The main focus of this study is to theoretically present a design framework for a generative dialogue system based on the transformer architecture tailored for Chinese text. The use of transformer technology serves as the foundational framework. To address the limitation of unidirectional generation in language sequences and enable bidirectional access to contextual information within input sentences, the application of partial masking is introduced.

The study also introduces training and optimization techniques for the dialogue system, including teacher forcing and beam search, along with model pretraining on the LCCC data set. Comparative analyses are conducted against various baseline models, such as Attn-Seq2Seq, transformer, and GPT-chatbot to validate the effectiveness of this dialogue system in generating Chinese generative dialogues.

Subsequently, the paper addresses the issue of text length limitations associated with common absolute position encoding. Building upon relative position encoding, the paper proposes a novel technique for relative position encoding tailored for Chinese text. In experiments, the transformer-based Chinese text generation dialogue model developed in this paper is used as the baseline model. The test data set in the short text dialogue corpus STC released by Huawei's Noah's Ark Laboratory was selected as the test data for the research task.

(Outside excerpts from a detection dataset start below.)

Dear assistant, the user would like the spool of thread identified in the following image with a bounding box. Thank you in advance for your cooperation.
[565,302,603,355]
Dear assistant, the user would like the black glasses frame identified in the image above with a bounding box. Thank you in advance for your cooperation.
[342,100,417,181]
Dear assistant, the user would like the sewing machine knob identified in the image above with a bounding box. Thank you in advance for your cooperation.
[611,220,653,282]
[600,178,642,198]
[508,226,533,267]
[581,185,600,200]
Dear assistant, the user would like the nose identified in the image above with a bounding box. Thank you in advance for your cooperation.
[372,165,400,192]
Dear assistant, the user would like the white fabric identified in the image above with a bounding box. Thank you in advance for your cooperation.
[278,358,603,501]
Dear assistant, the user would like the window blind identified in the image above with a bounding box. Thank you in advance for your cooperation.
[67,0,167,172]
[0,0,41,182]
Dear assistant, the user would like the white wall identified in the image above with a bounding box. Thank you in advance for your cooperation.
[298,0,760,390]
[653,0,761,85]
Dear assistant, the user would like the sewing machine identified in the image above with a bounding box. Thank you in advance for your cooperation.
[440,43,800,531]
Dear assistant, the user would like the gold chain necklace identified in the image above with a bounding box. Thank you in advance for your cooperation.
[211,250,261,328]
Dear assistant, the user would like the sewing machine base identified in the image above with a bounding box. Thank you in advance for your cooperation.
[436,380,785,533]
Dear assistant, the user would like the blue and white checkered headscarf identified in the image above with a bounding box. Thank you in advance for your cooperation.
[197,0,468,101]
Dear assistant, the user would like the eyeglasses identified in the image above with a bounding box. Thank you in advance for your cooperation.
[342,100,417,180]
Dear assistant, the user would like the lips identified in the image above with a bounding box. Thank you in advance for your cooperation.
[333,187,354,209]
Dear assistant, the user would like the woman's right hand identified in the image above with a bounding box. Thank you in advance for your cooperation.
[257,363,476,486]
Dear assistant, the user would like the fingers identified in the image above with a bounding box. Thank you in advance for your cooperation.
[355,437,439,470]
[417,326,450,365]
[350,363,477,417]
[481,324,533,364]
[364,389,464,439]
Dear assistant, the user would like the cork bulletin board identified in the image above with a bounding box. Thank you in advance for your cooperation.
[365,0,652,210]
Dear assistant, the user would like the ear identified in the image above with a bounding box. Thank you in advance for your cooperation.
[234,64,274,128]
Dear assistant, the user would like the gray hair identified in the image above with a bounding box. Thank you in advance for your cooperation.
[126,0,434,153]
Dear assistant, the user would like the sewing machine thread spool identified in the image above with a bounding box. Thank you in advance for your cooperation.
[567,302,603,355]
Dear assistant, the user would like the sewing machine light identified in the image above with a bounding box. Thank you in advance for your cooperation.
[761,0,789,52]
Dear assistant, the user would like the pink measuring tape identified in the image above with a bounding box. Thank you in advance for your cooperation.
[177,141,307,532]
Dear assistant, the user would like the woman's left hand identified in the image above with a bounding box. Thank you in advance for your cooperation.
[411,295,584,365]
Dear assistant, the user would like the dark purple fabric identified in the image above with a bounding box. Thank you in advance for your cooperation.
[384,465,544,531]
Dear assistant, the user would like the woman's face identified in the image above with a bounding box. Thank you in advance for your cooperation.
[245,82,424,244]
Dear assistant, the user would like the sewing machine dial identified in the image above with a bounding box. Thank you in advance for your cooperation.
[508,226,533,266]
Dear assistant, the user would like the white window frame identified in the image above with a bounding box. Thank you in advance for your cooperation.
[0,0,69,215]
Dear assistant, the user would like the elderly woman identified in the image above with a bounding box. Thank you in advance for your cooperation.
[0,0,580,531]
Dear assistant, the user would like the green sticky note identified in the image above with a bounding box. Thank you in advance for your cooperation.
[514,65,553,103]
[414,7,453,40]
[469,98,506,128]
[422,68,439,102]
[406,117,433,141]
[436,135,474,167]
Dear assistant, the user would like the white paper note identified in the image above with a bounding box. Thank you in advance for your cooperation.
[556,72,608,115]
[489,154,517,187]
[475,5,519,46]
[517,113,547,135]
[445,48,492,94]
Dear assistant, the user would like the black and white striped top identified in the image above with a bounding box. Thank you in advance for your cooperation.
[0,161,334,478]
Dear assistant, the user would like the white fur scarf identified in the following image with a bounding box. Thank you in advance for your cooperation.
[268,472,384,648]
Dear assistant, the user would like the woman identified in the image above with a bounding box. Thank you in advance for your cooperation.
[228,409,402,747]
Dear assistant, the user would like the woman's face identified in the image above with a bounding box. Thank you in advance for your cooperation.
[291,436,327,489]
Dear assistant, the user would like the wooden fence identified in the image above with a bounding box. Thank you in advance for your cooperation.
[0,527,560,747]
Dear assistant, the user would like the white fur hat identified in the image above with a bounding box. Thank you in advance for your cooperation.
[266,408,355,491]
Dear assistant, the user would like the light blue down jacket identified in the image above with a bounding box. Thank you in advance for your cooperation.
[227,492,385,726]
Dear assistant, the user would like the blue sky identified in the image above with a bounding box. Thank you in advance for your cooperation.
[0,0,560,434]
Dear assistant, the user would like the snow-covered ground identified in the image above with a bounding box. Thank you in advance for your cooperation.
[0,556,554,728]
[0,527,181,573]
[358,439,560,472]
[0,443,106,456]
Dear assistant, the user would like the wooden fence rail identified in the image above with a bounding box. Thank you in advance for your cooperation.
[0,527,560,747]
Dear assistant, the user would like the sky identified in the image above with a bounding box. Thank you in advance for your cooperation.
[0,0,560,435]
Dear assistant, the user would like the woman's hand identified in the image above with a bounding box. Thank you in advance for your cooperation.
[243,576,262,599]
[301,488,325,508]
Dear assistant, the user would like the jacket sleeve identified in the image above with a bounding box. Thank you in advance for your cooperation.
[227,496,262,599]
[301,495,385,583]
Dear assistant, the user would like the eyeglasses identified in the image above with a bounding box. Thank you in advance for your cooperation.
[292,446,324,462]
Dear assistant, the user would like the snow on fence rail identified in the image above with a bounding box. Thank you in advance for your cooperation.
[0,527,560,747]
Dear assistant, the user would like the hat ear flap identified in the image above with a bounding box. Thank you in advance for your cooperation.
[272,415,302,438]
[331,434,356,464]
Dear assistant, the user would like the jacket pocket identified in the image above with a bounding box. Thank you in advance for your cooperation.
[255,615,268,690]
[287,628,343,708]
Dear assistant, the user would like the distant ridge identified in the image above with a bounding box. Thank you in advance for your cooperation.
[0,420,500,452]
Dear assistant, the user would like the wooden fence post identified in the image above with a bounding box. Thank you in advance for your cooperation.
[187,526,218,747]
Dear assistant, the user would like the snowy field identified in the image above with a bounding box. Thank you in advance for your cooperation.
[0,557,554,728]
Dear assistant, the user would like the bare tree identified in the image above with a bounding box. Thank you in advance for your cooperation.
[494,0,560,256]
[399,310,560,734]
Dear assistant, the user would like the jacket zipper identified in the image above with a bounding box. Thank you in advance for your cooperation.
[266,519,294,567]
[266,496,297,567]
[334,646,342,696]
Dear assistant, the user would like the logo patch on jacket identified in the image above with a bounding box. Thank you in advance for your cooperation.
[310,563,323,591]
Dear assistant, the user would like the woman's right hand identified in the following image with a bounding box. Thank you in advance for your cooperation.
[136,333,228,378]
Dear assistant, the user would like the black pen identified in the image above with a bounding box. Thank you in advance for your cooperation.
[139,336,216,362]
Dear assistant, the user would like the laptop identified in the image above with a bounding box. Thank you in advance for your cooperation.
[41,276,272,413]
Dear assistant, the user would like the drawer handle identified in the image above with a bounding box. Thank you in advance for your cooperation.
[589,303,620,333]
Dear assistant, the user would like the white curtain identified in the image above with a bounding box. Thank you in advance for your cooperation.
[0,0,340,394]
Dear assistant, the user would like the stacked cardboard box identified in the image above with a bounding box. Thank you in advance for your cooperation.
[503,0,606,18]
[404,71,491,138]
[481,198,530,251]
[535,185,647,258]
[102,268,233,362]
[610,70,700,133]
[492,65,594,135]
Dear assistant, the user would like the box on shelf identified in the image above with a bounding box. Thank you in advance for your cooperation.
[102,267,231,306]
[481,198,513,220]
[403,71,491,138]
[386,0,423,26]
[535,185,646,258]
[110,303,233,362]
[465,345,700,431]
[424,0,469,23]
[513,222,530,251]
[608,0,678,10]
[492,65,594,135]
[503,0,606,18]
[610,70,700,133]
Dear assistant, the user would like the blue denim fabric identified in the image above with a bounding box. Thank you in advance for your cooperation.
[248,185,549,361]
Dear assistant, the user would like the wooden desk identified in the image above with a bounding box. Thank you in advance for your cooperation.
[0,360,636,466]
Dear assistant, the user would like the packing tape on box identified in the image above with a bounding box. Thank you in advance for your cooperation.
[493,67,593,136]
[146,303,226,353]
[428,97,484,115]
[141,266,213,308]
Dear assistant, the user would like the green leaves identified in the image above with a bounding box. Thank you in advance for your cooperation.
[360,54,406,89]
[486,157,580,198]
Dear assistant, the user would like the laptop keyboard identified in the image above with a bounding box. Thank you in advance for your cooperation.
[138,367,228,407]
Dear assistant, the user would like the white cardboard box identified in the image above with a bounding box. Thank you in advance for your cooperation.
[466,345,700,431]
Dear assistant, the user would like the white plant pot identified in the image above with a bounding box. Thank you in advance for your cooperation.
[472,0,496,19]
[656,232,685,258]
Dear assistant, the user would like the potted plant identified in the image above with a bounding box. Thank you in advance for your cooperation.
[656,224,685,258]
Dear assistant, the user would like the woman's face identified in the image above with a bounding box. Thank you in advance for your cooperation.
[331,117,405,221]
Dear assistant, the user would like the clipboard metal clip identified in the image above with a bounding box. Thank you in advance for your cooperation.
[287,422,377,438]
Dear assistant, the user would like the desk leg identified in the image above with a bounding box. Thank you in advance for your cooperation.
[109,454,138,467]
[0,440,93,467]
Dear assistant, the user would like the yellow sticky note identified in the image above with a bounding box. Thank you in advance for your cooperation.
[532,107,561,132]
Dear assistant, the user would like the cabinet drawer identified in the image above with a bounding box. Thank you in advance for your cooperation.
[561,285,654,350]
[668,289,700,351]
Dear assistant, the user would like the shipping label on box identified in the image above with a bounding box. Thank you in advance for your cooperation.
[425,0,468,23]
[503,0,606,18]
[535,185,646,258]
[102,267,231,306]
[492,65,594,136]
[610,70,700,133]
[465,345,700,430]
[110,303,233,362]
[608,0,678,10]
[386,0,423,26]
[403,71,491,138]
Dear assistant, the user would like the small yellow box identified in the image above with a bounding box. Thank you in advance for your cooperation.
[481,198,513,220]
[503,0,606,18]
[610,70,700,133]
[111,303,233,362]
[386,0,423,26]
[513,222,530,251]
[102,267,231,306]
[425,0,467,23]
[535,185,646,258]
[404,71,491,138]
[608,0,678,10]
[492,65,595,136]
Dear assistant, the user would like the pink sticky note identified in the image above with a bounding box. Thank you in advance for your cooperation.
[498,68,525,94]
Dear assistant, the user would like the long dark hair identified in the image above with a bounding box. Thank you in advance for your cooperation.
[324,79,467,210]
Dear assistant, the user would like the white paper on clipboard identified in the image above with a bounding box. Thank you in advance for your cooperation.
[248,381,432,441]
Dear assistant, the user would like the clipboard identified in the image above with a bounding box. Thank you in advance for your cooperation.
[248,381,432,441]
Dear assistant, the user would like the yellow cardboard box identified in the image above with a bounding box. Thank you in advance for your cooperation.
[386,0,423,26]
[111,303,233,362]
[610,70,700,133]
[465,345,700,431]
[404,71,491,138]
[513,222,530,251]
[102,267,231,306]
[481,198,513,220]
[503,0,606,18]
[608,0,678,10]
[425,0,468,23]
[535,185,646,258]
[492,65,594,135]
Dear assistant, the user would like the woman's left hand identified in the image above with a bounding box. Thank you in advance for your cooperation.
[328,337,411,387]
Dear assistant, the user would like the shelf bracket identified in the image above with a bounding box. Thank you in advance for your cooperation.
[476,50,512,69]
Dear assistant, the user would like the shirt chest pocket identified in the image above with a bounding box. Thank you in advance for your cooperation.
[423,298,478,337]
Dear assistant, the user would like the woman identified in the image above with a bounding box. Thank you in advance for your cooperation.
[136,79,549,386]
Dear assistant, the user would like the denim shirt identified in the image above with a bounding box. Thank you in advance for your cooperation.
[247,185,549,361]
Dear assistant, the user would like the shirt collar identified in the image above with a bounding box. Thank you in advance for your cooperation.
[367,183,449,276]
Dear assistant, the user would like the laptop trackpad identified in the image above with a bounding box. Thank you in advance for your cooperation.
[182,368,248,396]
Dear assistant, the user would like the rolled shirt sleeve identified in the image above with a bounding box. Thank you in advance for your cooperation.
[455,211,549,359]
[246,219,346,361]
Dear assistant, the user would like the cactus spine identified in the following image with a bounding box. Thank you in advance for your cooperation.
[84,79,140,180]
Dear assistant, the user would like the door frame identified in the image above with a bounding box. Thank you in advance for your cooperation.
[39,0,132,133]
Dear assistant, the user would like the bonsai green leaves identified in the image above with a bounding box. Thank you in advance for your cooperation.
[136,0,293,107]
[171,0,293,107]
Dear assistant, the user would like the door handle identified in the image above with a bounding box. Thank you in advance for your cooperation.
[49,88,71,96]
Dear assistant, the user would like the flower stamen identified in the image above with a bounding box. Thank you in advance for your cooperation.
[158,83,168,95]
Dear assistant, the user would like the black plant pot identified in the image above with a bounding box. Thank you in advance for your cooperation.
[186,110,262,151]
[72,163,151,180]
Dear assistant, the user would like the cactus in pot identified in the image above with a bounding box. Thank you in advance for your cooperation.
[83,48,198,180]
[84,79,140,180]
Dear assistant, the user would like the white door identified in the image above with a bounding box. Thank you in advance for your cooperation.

Model performance is evaluated using both absolute and relative position encoding. Experimental results demonstrate the feasibility of enhancing the system's ability to mitigate the phenomenon of long-distance information decay by introducing relative position encoding. Modification of the self-attention calculation formula within the transformer module, by incorporating relative position information to replace the absolute position encoding in the embedding layer, results in enhanced long-range attention capabilities.

In summary, this study's primary contributions lie in offering a theoretical framework for designing a generative dialogue system for Chinese text, and it introduces a novel approach for relative position encoding to address text length limitations. Experimental findings support the effectiveness of this approach in mitigating long-distance information decay, achieved through adjustments to the self-attention mechanism within the transformer module.